Over time, repeated exposure can cause down-regulation: the brain reduces its natural dopamine production or receptor sensitivity to maintain balance, making it harder to feel rewarded from everyday activities or healthier foods.
And we don’t have an increase in obesity, depression, and addiction? The hubris to have and not connect the dots between highly addictive food.
When you eat bliss-engineered foods, the rapid breakdown of refined carbs and fats floods the bloodstream, signaling the release of dopamine into the nucleus accumbens. This “hit” feels euphoric but brief, prompting more consumption to chase it.
Unlike whole foods, which release nutrients slowly and sustain satiety, these products are designed for quick peaks without fullness, exploiting the brain’s evolutionary wiring for calorie-dense rewards.
Chronic use leads to neuroadaptations: fewer D2 dopamine receptors (downregulation) and altered prefrontal cortex control, impairing impulse regulation.I specifically spoke of this in the video I made about alcohol doing this exact thing.
And they target kids. Take a look.
Processed Food Companies Target our Children.
Global data on food-specific ad spend to children is sparse, but the industry invests billions overall:
- Total food/soft drink advertising: >$33 billion in 2020, with much aimed at youth via digital channels (social media, influencers).
- Ad spend to children (food context): $7.5 billion in 2021 (digital: $4.6B; non-digital: $2.9B), though this may include broader youth-targeted ads.
- Exposure trends (2024 data): 75% of youth (13–24) across 171 countries saw UPF ads weekly, with 52% via social media. In middle-income countries, 85–99% of analyzed ads promote UPF exceeding WHO nutrient limits.
The generations to come, our children, are set up to fail. And if this doesn’t rip your stomach, then it’s time for a needed reframe on what matters.
Sugar, Processed Foods linked to Heart Disease.
Not only that, as we see sales of billion-dollar industries rise, we see the instances of chronic diseases follow suit. CVD is the number one cause of death in the world. The absolute number of CVD deaths and cases is surging globally, fueled by rising obesity, hypertension, and poor diets.

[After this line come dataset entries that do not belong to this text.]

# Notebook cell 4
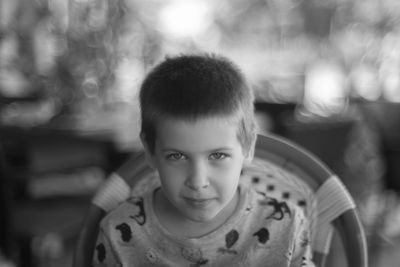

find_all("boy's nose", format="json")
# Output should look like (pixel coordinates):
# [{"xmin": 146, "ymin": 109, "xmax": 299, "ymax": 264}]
[{"xmin": 185, "ymin": 163, "xmax": 210, "ymax": 190}]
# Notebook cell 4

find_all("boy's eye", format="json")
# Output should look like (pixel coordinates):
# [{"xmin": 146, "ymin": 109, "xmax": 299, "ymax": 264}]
[
  {"xmin": 167, "ymin": 152, "xmax": 186, "ymax": 160},
  {"xmin": 210, "ymin": 152, "xmax": 228, "ymax": 160}
]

This trajectory aligns closely with the explosive growth in ultra-processed food (UPF) consumption, which drives food industry profits while exacerbating cardio-metabolic risks.

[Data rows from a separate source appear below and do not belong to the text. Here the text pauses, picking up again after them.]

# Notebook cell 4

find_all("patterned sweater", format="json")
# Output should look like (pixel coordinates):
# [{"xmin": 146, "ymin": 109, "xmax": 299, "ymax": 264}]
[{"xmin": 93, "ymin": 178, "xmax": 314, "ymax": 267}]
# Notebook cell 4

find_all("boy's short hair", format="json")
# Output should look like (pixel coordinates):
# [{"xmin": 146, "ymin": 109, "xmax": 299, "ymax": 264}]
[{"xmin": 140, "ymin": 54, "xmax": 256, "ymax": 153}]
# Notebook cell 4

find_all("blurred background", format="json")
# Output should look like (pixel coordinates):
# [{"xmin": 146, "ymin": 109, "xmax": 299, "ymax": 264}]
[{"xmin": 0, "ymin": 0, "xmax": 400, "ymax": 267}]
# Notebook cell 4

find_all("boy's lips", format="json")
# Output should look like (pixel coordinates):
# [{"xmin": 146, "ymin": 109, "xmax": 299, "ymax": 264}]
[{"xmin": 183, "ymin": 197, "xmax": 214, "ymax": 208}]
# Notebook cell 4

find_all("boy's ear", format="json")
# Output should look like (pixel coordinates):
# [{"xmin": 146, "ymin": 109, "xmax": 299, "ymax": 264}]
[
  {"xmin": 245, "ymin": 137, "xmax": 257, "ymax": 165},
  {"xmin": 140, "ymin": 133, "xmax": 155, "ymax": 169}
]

https://pmc.ncbi.nlm.nih.gov/articles/PMC5099084
Here’s research on the connection between sugar and coronary heart disease.
Phone Addiction Follows Processed Foods Reward System Sabotage.
That silly computer in our hands follows the same tactics. Thanks, social media. You gave billions of people a slot machine in the palm of our hands.
So use it to arm yourself. There is so much information right in your hands. Education on health and what to feed not only ourselves, but our children, is beyond important. And is becoming a priceless skill in a world of illness. And at this point, we need a massive intervention.